A couple months ago I wrote a few posts that were really addressed to my students. Here is another one.
Writing is the tool most scholars use to think about ideas. You don’t write when you have your ideas figured out; rather, you write to figure out what you think. Writing, revising and rewriting is what scholars do. Completing the first draft of a paper is the beginning of your thinking; it shouldn’t be the end.
To that end, in my FSEM I will give deadlines for first drafts, but not for final drafts. You may revise as many times as you like until they are satisfied with the paper (or the semester ends). Each draft you submit, I will read carefully and provide detailed suggestions for improvement.
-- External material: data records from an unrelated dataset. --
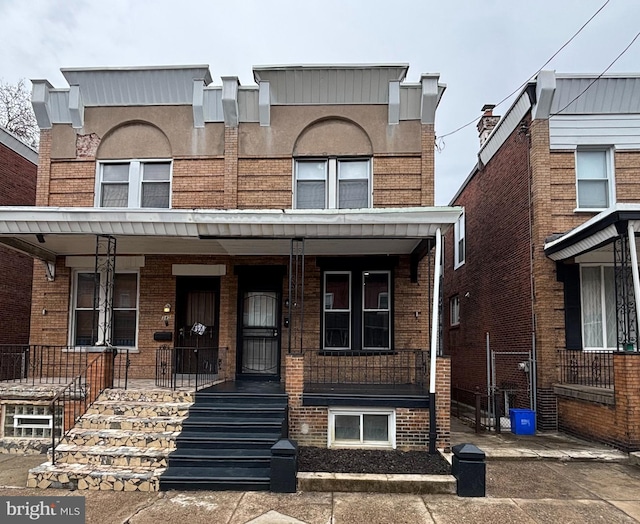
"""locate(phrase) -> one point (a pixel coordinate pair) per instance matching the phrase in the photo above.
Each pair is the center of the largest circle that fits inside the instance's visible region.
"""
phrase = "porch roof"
(47, 232)
(595, 232)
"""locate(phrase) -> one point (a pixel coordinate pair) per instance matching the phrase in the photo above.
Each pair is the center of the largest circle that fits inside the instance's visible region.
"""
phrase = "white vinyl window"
(597, 293)
(459, 242)
(594, 179)
(333, 183)
(88, 325)
(361, 428)
(134, 184)
(337, 310)
(454, 310)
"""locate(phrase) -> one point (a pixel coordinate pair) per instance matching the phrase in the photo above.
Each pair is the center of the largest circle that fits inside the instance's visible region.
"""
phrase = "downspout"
(634, 271)
(434, 344)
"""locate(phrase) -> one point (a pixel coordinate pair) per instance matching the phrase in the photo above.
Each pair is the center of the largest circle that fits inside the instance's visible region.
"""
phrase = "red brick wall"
(493, 285)
(617, 425)
(17, 188)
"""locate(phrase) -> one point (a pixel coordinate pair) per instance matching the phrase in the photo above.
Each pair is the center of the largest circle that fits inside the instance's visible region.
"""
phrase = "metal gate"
(511, 377)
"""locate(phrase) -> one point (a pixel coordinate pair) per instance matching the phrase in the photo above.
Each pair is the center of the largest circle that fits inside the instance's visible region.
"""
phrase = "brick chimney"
(487, 122)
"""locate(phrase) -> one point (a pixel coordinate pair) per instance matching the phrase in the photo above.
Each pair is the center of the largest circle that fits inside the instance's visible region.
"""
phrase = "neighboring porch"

When I read drafts, I try to read them as I would a colleague’s paper who is asking for help in improving their work. What that means is I’m not pointing out what’s “wrong” with the paper. Rather, I’m making suggestions about what isn’t clear to the reader, or what I think might make the paper stronger. [Note, though, that sometimes I flag typos or other grammatical errors.] It’s your paper, so you may choose to accept my suggestions or not. But I take my suggestions seriously, so I hope you will also.
You shouldn’t think that if you merely “fix” the things I mention that you will have a perfect paper. Hopefully if you do incorporate my suggestions, the paper will be better, but you should always re-read the paper as a whole once you make discrete revisions. Often, you will then get ideas, sometimes substantial ideas, of how to make the paper even stronger.